Sacha Jenkins is the hero hip-hop needed. While his rap documentary, “Word Is Bond,” indicates he’s a first-rate nonfiction filmmaker, it also establishes him as the critic-champion of a movement, much in the way that, say, Clement Greenberg served Abstract Expressionism, or the French Nouvelle Vague critics rescued the underrated auteurs of Hollywood. He explores, explains and identifies an oft-derided genre as something with a creative ethic, aesthetic standards, a nomenclature, a literary foundation. It’s an ennobling movie, and also happens to be quite watchable.

Mr. Jenkins doesn’t enter the picture himself, nor does he approach many of the obvious names in the rap pantheon—the points made by several of the MCs he does talk to are about the purity and honesty of the lyric, what they feel is the abhorrent practice of rapping ghostwritten words and the compromises wrought by celebrity.
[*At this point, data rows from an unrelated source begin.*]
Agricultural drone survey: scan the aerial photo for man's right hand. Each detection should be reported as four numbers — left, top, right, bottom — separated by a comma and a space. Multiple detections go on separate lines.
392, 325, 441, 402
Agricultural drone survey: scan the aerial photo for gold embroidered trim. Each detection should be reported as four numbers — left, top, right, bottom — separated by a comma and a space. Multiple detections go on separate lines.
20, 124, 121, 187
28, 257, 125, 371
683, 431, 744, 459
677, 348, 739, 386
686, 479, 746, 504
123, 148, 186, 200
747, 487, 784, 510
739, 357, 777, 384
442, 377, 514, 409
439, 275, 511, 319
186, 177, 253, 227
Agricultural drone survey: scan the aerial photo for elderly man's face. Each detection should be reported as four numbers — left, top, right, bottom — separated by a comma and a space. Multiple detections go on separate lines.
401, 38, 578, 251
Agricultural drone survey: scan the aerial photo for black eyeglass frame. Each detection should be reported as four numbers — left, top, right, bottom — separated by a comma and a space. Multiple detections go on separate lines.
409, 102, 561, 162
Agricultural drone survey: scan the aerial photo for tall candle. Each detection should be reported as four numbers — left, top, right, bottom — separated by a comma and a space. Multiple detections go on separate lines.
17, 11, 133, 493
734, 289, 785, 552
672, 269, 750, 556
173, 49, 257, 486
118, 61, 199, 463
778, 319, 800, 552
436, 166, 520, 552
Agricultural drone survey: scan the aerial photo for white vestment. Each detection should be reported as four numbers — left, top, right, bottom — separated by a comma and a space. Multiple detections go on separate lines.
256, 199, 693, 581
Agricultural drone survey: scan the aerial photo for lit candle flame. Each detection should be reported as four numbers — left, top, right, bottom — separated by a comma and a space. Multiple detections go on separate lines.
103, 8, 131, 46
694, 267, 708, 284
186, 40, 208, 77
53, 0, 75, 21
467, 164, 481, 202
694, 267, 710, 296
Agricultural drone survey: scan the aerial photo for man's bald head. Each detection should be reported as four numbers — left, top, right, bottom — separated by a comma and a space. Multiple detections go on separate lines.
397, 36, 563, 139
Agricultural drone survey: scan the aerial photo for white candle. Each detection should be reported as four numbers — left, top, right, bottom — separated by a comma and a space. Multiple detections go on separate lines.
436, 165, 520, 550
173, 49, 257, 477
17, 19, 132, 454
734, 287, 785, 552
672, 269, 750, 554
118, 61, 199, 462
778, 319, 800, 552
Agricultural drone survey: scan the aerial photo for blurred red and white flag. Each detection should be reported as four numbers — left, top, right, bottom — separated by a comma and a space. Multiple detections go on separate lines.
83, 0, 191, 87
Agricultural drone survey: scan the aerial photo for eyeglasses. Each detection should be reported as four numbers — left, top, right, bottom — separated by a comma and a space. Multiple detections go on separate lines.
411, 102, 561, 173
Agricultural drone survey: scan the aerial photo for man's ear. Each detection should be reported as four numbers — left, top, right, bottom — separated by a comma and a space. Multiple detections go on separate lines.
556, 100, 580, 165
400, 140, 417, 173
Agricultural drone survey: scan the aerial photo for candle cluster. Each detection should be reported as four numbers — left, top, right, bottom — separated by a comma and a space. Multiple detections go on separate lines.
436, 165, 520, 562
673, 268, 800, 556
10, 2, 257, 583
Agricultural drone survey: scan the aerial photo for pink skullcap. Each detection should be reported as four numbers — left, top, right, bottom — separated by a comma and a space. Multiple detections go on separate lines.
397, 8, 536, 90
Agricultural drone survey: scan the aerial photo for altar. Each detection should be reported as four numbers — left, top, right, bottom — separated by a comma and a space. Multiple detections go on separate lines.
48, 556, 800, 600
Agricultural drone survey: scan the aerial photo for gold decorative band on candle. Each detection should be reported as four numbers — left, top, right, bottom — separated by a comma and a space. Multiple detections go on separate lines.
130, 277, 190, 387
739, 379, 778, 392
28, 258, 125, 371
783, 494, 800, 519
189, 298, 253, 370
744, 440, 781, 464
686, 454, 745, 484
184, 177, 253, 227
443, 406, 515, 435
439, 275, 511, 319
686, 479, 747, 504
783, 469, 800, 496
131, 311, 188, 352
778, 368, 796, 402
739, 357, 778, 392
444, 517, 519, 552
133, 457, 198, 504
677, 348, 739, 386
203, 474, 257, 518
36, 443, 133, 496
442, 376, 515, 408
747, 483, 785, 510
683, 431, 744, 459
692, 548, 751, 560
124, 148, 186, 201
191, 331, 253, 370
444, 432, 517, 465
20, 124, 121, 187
The director allows the artists to do the talking, and while this writer is no authority, the cast list seems to have been limited to those whose work has made a significant difference to the form—from older artists like Rakim, Freeway and Nas to the anarchic Flatbush Zombies, J. Cole and the startling Anderson .Paak, who combines his rhymes with some very decent drumming and even the occasional melody. 

“Word Is Bond” is not a history, or even a survey of rap; some of the omissions are curious, and obvious. But it’s always perilous to try and capture the creative process of one medium through another—many films have failed to do just that. Mr. Jenkins pulls it off.